Suppose that for some problem you really can write the code that is sufficient for 90% of the user base with 10% of the effort of solving the entire problem. That means a full solution is 10 times more expensive to build than a 90% solution.

Now think about quality. The full solution will have far more bugs. For starters, the extra code required for the full solution will have a higher density of bugs because it deals with trickier problems. Furthermore, it will have far fewer users per line of code — only 10% of the community cares about it in the first place, and of that 10%, they all care about different portions. With fewer users per line of code, this extra code will have more unreported bugs. And when users do report bugs in this code, the bugs will be a lower priority to fix because they impact fewer people.

So in this hypothetical example, the full solution costs an order of magnitude more to develop and has maybe two orders of magnitude more bugs.

8 thoughts on “Why 90% solutions may beat 100% solutions

  1. “At first it sounds unprofessional to develop a software library does anything less than a thorough solution to the problem it addresses”

    The iconic counterexamples include:

    * C
    * Unix
    * the Internet

    They are all incomplete, but they worked well enough that, in their time, adoption was almost universal, because they were so darn powerful in spite of their shortcomings.

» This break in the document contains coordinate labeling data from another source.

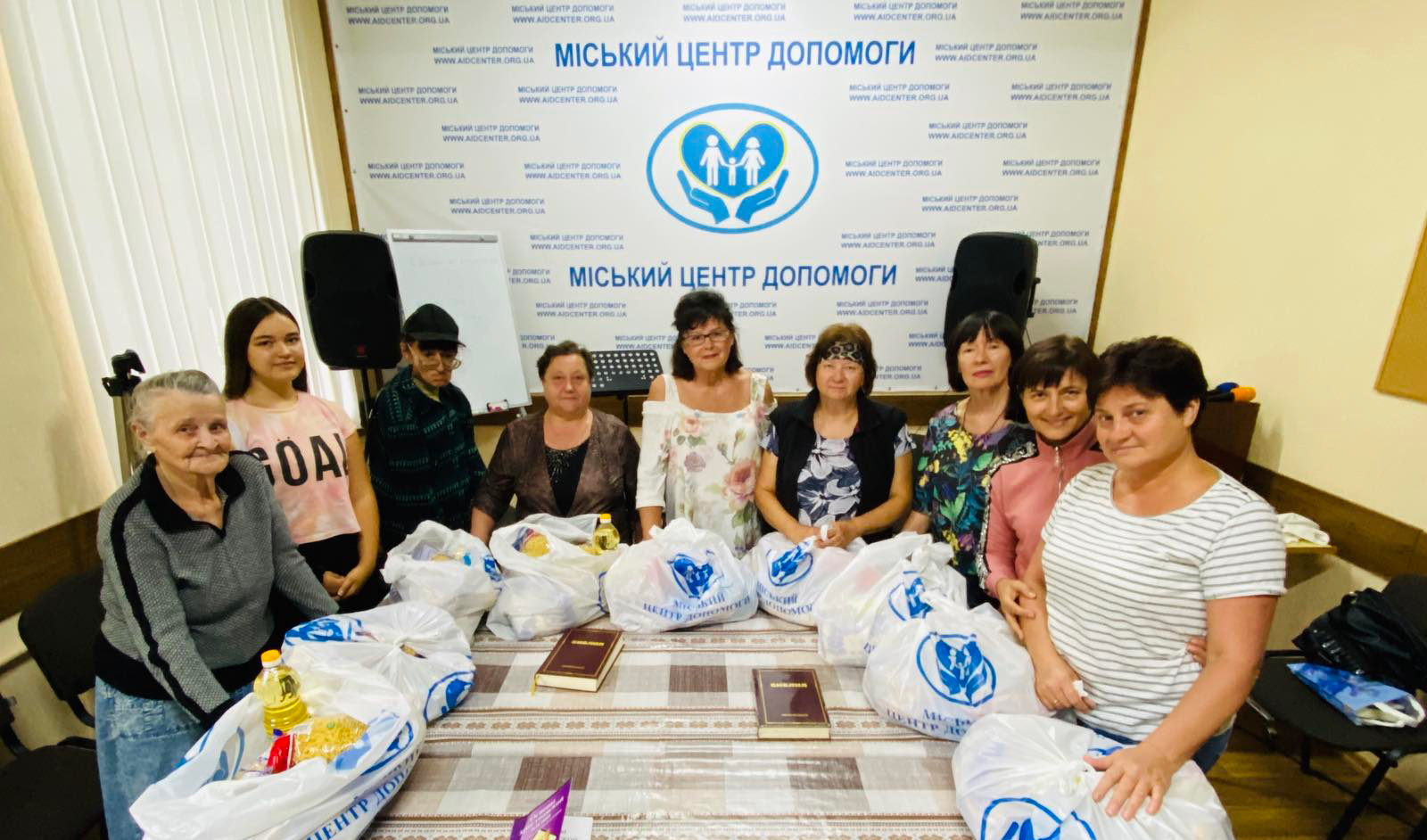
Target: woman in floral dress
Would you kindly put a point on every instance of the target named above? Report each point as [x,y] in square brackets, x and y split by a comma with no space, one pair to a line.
[967,441]
[703,426]
[837,459]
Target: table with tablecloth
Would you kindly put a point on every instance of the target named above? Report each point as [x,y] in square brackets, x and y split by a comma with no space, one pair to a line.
[668,749]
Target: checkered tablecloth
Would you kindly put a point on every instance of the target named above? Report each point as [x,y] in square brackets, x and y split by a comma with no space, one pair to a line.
[668,749]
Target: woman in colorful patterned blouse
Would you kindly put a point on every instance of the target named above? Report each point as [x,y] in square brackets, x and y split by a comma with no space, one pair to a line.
[703,426]
[968,440]
[835,458]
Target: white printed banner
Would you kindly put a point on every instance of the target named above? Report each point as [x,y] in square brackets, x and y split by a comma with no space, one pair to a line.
[812,160]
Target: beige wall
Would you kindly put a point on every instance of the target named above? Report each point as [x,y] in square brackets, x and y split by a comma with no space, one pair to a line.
[50,437]
[1274,197]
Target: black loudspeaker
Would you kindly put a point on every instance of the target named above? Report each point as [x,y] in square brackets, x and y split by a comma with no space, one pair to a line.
[351,294]
[992,271]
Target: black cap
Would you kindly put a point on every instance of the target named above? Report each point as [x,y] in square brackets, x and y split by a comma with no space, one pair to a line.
[430,323]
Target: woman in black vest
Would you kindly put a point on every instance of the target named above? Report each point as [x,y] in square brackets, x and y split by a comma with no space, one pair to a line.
[837,459]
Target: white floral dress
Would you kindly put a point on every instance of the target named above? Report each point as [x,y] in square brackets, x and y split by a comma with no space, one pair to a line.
[703,465]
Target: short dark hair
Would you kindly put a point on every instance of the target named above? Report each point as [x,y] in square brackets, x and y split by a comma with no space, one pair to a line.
[999,325]
[837,334]
[1045,364]
[237,333]
[564,349]
[697,309]
[1155,366]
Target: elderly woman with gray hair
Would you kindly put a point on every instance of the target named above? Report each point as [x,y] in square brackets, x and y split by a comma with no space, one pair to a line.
[197,558]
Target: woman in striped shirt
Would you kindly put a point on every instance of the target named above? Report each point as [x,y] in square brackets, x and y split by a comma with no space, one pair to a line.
[1141,555]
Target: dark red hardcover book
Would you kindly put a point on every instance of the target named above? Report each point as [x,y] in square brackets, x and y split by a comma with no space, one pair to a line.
[582,659]
[789,704]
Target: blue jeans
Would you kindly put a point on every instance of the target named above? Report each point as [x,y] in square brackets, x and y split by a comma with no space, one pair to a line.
[1206,756]
[139,742]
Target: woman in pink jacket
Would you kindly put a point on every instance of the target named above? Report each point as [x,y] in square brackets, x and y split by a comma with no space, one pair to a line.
[1053,380]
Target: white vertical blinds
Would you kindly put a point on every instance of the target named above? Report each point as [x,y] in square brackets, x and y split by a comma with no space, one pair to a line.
[173,163]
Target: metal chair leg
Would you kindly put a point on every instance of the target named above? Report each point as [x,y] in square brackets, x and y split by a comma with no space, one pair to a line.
[1365,794]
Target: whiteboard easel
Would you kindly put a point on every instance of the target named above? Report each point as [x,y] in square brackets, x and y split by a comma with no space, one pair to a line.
[464,274]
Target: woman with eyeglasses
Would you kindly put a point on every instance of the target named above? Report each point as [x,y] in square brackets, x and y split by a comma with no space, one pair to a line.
[310,448]
[421,438]
[703,430]
[837,464]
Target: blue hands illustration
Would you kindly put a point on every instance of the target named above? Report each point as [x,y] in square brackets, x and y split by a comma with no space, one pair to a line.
[704,200]
[760,200]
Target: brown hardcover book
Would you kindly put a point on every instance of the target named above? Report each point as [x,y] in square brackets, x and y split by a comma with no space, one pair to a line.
[582,659]
[789,704]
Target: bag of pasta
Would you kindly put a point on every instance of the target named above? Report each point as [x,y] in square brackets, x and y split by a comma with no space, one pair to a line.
[446,568]
[553,575]
[226,789]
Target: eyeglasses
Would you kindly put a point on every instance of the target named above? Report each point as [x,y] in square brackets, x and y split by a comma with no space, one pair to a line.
[713,335]
[439,358]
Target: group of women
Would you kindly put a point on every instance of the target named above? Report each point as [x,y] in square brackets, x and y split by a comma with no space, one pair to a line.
[1141,578]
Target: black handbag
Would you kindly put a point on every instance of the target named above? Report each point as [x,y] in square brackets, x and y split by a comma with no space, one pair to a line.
[1369,635]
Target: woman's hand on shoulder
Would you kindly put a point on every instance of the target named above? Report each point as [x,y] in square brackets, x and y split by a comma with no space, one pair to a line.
[1055,685]
[1015,597]
[1132,776]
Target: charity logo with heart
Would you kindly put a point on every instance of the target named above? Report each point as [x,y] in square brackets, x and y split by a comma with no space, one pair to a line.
[732,169]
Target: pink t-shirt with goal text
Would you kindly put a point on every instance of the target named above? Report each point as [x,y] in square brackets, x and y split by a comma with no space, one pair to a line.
[304,451]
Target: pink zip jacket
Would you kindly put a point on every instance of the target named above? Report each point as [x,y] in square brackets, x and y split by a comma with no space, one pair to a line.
[1022,494]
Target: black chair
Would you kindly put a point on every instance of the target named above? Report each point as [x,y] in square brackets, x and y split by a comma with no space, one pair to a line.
[59,630]
[1282,697]
[50,792]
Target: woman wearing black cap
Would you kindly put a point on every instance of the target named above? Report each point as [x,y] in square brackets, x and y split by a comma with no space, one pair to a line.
[421,440]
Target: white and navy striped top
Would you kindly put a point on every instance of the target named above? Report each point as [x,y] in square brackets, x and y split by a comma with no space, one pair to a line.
[1125,594]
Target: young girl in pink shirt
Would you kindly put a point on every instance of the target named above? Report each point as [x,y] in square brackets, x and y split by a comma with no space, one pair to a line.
[310,447]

  2. Really, the same design philosophy should apply to the design all libraries in any language, except those designed for a particular project. There is no way that my library X is going to do everything that you want to do in your project. The idea is to abstract out the stuff that is useful in more than one project and set an API for that. The advantage to languages like Ruby (and Python, which I prefer) is that you can change the API at runtime to be what you need. When using these dynamic languages, it is useful to have more elaborate libraries which can be easily molded into what you need.

    I think the trap that library designers fall into is feature creep. They try to solve all of the world’s problems in one package. Be more like UNIX tools. Small tools for specific tasks. Glue them together and you have a larger project solution.

  3. This doesnt just apply to coding at all. Its a fair thing to say about any industry or any social problem. Wherever there is an issue or a problem that needs resolution. It makes sense to worry more about the bulk that concern all than to worry about the minutia that concerns only a few. Something about efficiency, work, cost. Im reminded of the 80-20 Rule as a matter of fact.

  4. Some problems can be addressed at an 80% level and some cannot. It’s not enough for my keyboard to have 80% of the keys.

    In Olin Shivers’ example, he’s discovered something where someone else cannot implement the extra 20% he needs because the infrastructure isn’t there. Something foundational is missing. So you could argue the wrong 20% was left out.

    It’s better to think in terms of users rather than features. Instead of saying you’re going to include 80% of your original feature list, which may or may not make anyone happy, you could aim to please 80% of the public. (Or 2% of the public, if that’s a big enough market for you.)

  5. When you release a 90% solution, user feedback will steer you toward the additional 1% that’s worth spending effort on. So your 90% solution at 10% of the effort becomes a 91% solution at maybe 15% of the effort. Not so bad.